As Walker and Lewis hammered the new curriculum into shape, they realized that they had done more than find a new way to teach an old subject; they had revolutionized the field. Industrial chemists had always gotten their professional identities from their particular industries. Somebody who worked with soap was a soap guy. He would no more think of crossing over to acids or paints than to poetry. But a graduate in unit operations was sector independent. He or she could work, quite literally, anywhere. A text on the unit operations of distillation, The Elements of Fractional Distillation, written by MIT professor Clark S. Robinson, became a handbook for the bootlegging industry during Prohibition.

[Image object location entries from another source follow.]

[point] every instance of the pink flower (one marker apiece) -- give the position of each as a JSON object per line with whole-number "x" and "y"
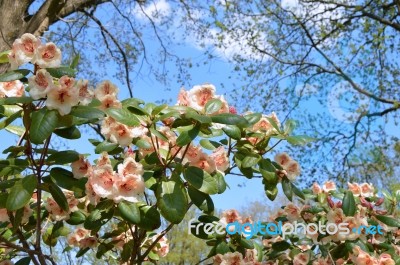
{"x": 316, "y": 188}
{"x": 12, "y": 89}
{"x": 102, "y": 182}
{"x": 220, "y": 158}
{"x": 367, "y": 190}
{"x": 264, "y": 125}
{"x": 62, "y": 99}
{"x": 40, "y": 84}
{"x": 386, "y": 259}
{"x": 130, "y": 167}
{"x": 183, "y": 98}
{"x": 47, "y": 56}
{"x": 329, "y": 186}
{"x": 301, "y": 259}
{"x": 354, "y": 188}
{"x": 88, "y": 242}
{"x": 80, "y": 167}
{"x": 23, "y": 50}
{"x": 291, "y": 167}
{"x": 128, "y": 188}
{"x": 200, "y": 95}
{"x": 109, "y": 101}
{"x": 282, "y": 159}
{"x": 86, "y": 93}
{"x": 4, "y": 216}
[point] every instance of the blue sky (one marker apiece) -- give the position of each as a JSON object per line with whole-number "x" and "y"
{"x": 242, "y": 190}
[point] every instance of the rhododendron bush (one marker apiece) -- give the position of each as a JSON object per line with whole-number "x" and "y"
{"x": 153, "y": 164}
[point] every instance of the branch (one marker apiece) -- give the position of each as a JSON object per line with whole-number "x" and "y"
{"x": 122, "y": 52}
{"x": 52, "y": 10}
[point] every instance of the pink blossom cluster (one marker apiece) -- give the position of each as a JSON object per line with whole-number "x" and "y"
{"x": 199, "y": 95}
{"x": 81, "y": 238}
{"x": 291, "y": 168}
{"x": 103, "y": 182}
{"x": 366, "y": 211}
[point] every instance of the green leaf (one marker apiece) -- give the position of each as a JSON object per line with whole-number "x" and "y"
{"x": 7, "y": 121}
{"x": 287, "y": 188}
{"x": 158, "y": 134}
{"x": 71, "y": 133}
{"x": 201, "y": 200}
{"x": 75, "y": 62}
{"x": 253, "y": 118}
{"x": 232, "y": 131}
{"x": 172, "y": 200}
{"x": 21, "y": 193}
{"x": 14, "y": 75}
{"x": 59, "y": 196}
{"x": 201, "y": 180}
{"x": 186, "y": 137}
{"x": 280, "y": 246}
{"x": 24, "y": 261}
{"x": 63, "y": 157}
{"x": 15, "y": 100}
{"x": 105, "y": 147}
{"x": 230, "y": 119}
{"x": 299, "y": 139}
{"x": 123, "y": 116}
{"x": 149, "y": 218}
{"x": 349, "y": 204}
{"x": 61, "y": 71}
{"x": 388, "y": 220}
{"x": 213, "y": 106}
{"x": 198, "y": 117}
{"x": 18, "y": 130}
{"x": 44, "y": 122}
{"x": 87, "y": 112}
{"x": 4, "y": 56}
{"x": 208, "y": 144}
{"x": 129, "y": 212}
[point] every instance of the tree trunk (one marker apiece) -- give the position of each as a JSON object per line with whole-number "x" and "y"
{"x": 12, "y": 21}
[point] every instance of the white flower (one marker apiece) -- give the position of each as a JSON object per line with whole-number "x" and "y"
{"x": 47, "y": 55}
{"x": 23, "y": 50}
{"x": 39, "y": 84}
{"x": 62, "y": 99}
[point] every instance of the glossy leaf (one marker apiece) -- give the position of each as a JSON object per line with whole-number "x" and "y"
{"x": 172, "y": 200}
{"x": 44, "y": 122}
{"x": 21, "y": 193}
{"x": 201, "y": 180}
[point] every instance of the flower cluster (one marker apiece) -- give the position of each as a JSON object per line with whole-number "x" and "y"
{"x": 103, "y": 182}
{"x": 81, "y": 238}
{"x": 326, "y": 205}
{"x": 291, "y": 168}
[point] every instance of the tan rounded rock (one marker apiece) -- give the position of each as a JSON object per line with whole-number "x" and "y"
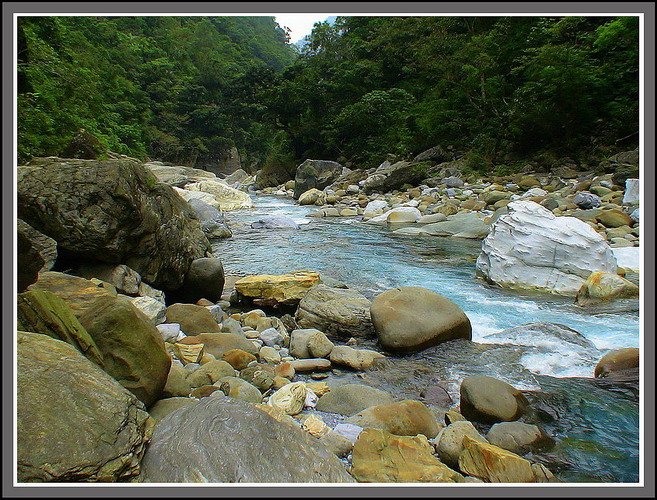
{"x": 409, "y": 319}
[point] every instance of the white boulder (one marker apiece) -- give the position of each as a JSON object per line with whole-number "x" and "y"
{"x": 628, "y": 257}
{"x": 228, "y": 198}
{"x": 532, "y": 248}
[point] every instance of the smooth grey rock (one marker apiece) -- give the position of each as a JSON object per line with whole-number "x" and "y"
{"x": 241, "y": 444}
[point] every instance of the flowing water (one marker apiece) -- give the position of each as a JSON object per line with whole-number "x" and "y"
{"x": 596, "y": 425}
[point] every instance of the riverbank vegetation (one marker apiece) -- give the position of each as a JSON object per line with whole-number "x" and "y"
{"x": 499, "y": 90}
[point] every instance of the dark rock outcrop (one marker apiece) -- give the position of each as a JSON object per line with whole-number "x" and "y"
{"x": 112, "y": 211}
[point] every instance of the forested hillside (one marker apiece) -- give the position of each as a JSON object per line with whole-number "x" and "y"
{"x": 182, "y": 89}
{"x": 498, "y": 89}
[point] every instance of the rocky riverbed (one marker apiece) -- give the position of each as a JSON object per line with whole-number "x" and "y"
{"x": 247, "y": 338}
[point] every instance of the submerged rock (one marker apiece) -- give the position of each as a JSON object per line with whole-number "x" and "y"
{"x": 349, "y": 399}
{"x": 494, "y": 464}
{"x": 227, "y": 198}
{"x": 213, "y": 221}
{"x": 240, "y": 444}
{"x": 449, "y": 441}
{"x": 405, "y": 418}
{"x": 618, "y": 361}
{"x": 286, "y": 289}
{"x": 75, "y": 423}
{"x": 316, "y": 174}
{"x": 274, "y": 222}
{"x": 132, "y": 348}
{"x": 601, "y": 287}
{"x": 381, "y": 457}
{"x": 335, "y": 311}
{"x": 517, "y": 437}
{"x": 486, "y": 399}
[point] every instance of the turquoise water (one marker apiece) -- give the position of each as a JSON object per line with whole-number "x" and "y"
{"x": 371, "y": 259}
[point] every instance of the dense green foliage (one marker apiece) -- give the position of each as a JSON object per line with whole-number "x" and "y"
{"x": 174, "y": 88}
{"x": 367, "y": 86}
{"x": 189, "y": 89}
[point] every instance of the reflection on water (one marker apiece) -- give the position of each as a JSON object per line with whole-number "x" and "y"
{"x": 600, "y": 442}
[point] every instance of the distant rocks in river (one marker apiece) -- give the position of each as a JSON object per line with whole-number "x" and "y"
{"x": 532, "y": 248}
{"x": 177, "y": 176}
{"x": 315, "y": 174}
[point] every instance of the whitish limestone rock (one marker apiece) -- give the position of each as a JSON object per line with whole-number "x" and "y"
{"x": 532, "y": 248}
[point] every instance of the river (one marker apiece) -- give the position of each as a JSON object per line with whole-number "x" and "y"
{"x": 597, "y": 428}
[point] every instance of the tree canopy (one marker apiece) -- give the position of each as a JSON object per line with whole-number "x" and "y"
{"x": 188, "y": 89}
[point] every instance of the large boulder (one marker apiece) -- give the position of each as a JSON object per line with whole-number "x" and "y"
{"x": 240, "y": 444}
{"x": 389, "y": 177}
{"x": 213, "y": 222}
{"x": 349, "y": 399}
{"x": 532, "y": 248}
{"x": 337, "y": 312}
{"x": 177, "y": 176}
{"x": 45, "y": 246}
{"x": 267, "y": 289}
{"x": 487, "y": 399}
{"x": 381, "y": 457}
{"x": 409, "y": 319}
{"x": 29, "y": 260}
{"x": 75, "y": 423}
{"x": 204, "y": 280}
{"x": 132, "y": 347}
{"x": 44, "y": 312}
{"x": 227, "y": 198}
{"x": 79, "y": 293}
{"x": 315, "y": 174}
{"x": 112, "y": 211}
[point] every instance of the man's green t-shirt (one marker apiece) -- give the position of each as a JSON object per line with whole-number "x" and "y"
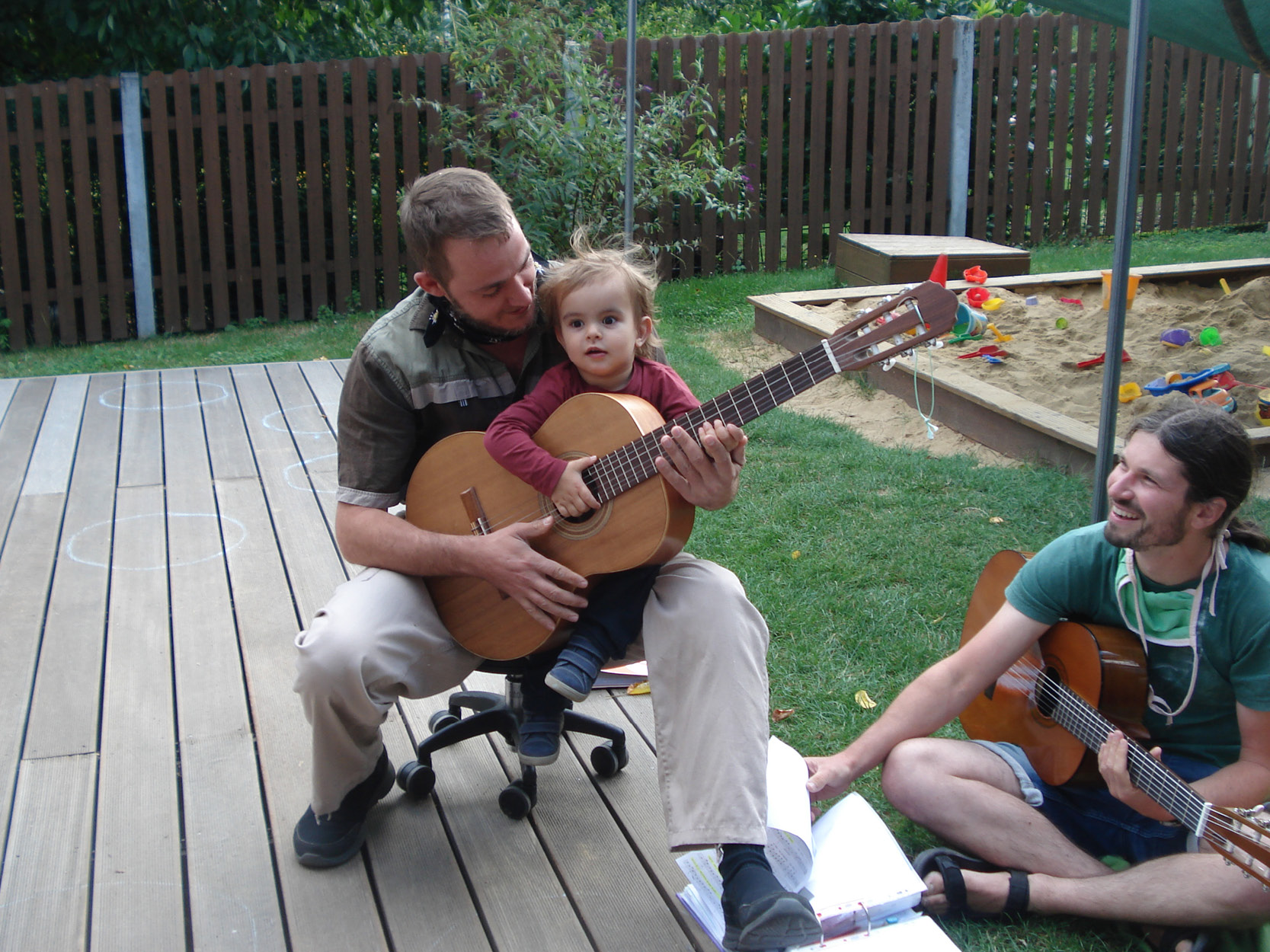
{"x": 1073, "y": 578}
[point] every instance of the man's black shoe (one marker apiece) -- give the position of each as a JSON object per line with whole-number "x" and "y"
{"x": 334, "y": 838}
{"x": 775, "y": 921}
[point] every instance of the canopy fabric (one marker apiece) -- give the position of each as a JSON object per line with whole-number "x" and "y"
{"x": 1212, "y": 26}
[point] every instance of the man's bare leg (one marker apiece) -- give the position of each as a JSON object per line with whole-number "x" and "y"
{"x": 971, "y": 797}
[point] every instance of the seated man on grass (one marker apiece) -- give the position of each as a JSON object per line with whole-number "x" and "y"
{"x": 1175, "y": 565}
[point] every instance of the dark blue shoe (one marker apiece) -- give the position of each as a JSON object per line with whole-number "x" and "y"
{"x": 334, "y": 838}
{"x": 571, "y": 681}
{"x": 575, "y": 670}
{"x": 539, "y": 740}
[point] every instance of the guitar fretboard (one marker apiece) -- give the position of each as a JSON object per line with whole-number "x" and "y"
{"x": 1083, "y": 721}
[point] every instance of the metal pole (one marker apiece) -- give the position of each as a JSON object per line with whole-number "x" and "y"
{"x": 1125, "y": 221}
{"x": 629, "y": 217}
{"x": 139, "y": 203}
{"x": 963, "y": 94}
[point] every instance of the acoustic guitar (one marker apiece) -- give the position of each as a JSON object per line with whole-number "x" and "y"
{"x": 459, "y": 489}
{"x": 1075, "y": 687}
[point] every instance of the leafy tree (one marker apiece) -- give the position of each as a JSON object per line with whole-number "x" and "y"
{"x": 60, "y": 38}
{"x": 552, "y": 123}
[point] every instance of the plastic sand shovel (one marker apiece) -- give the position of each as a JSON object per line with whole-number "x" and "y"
{"x": 986, "y": 350}
{"x": 1102, "y": 358}
{"x": 1184, "y": 381}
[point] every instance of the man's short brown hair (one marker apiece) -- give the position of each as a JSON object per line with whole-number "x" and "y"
{"x": 451, "y": 203}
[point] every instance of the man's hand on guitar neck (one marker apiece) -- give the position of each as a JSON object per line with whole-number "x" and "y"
{"x": 1114, "y": 767}
{"x": 706, "y": 474}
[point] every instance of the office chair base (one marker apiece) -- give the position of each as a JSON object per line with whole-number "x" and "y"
{"x": 497, "y": 714}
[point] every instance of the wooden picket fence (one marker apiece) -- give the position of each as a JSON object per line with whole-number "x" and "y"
{"x": 270, "y": 190}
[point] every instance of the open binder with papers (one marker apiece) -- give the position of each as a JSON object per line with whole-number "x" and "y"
{"x": 858, "y": 879}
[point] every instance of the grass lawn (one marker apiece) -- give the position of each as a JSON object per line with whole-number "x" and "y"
{"x": 860, "y": 557}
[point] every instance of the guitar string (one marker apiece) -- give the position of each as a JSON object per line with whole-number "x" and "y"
{"x": 1089, "y": 719}
{"x": 628, "y": 466}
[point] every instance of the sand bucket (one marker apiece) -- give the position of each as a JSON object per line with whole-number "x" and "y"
{"x": 1106, "y": 289}
{"x": 968, "y": 323}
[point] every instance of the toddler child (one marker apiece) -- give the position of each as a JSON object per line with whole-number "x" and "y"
{"x": 600, "y": 305}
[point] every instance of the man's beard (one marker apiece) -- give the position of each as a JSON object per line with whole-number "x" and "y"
{"x": 1147, "y": 533}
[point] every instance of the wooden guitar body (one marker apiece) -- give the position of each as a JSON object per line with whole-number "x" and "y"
{"x": 1102, "y": 664}
{"x": 1067, "y": 695}
{"x": 645, "y": 525}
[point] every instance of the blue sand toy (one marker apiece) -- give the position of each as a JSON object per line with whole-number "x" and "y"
{"x": 1185, "y": 381}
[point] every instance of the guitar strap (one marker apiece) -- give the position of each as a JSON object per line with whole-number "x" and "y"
{"x": 1169, "y": 618}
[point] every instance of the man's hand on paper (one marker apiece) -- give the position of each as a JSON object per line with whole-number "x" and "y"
{"x": 828, "y": 776}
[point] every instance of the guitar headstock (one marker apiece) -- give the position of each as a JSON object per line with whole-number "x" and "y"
{"x": 1243, "y": 838}
{"x": 911, "y": 318}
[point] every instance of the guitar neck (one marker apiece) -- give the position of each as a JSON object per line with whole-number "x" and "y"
{"x": 1083, "y": 721}
{"x": 632, "y": 464}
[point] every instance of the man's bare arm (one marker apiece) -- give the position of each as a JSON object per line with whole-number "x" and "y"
{"x": 939, "y": 695}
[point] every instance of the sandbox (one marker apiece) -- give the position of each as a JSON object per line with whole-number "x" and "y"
{"x": 1038, "y": 404}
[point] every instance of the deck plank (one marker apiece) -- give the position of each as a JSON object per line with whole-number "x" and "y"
{"x": 426, "y": 900}
{"x": 43, "y": 896}
{"x": 523, "y": 902}
{"x": 137, "y": 851}
{"x": 140, "y": 453}
{"x": 577, "y": 830}
{"x": 66, "y": 702}
{"x": 55, "y": 449}
{"x": 8, "y": 388}
{"x": 26, "y": 570}
{"x": 314, "y": 436}
{"x": 232, "y": 898}
{"x": 18, "y": 433}
{"x": 312, "y": 564}
{"x": 222, "y": 417}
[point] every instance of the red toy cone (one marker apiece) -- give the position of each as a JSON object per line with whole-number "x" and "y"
{"x": 940, "y": 272}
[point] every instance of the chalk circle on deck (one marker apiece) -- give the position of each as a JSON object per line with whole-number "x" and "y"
{"x": 296, "y": 419}
{"x": 321, "y": 474}
{"x": 169, "y": 395}
{"x": 198, "y": 537}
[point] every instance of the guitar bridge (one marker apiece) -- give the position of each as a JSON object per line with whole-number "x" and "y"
{"x": 475, "y": 512}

Another change sparked by the unit operations approach was that where industrial chemists optimized the performance of individual machines, the new engineers designed entire production processes from beginning to end, from loading dock to loading dock, to any desired scale. The old system favored “batch production,” stop-and-go processes in which optimization was defined at the level of the machine. Unit operations stressed gearing the entire production cycle to a single speed and allowing it to run continuously.

The name “chemical engineer” had been in use for some decades – MIT had initiated its chemistry curriculum under the title chemistry and chemical engineering in 1888 – but tying the term to unit operations gave it a new and specific meaning. Walker named the internship program the School of Chemical Engineering Practice. In 1920, Chemical Engineering became a separate department at MIT, with Lewis as its first chair. And in 1923, Walker, Lewis, and William H. McAdams (another new hire), published Principles of Chemical Engineering, which would become the foundational textbook of the new field.

Meantime, out in the world, immense changes were buffeting the profession. After the outbreak of World War I, the U.S. seized all German-owned patents and began licensing them to American companies. This was a huge event in the chemicals world, unseating Germany from its near total domination of industrial chemistry. (By 1912, 98 percent of all the patent applications in industrial chemistry registered at the U.S. Patent Office belonged to German firms.) The confiscation of German patents opened immense opportunities for chemistry-related industries and therefore for chemical engineers. Students began to pour into the field. Lewis was there to make sure only those who made the grade got through, although he was known to give struggling students extra help. Despite the high standards he helped set, quite a few students met them. Between 1905 and 1909, MIT awarded 65 bachelor’s degrees in chemical engineering, between 1920 and 1924, 419.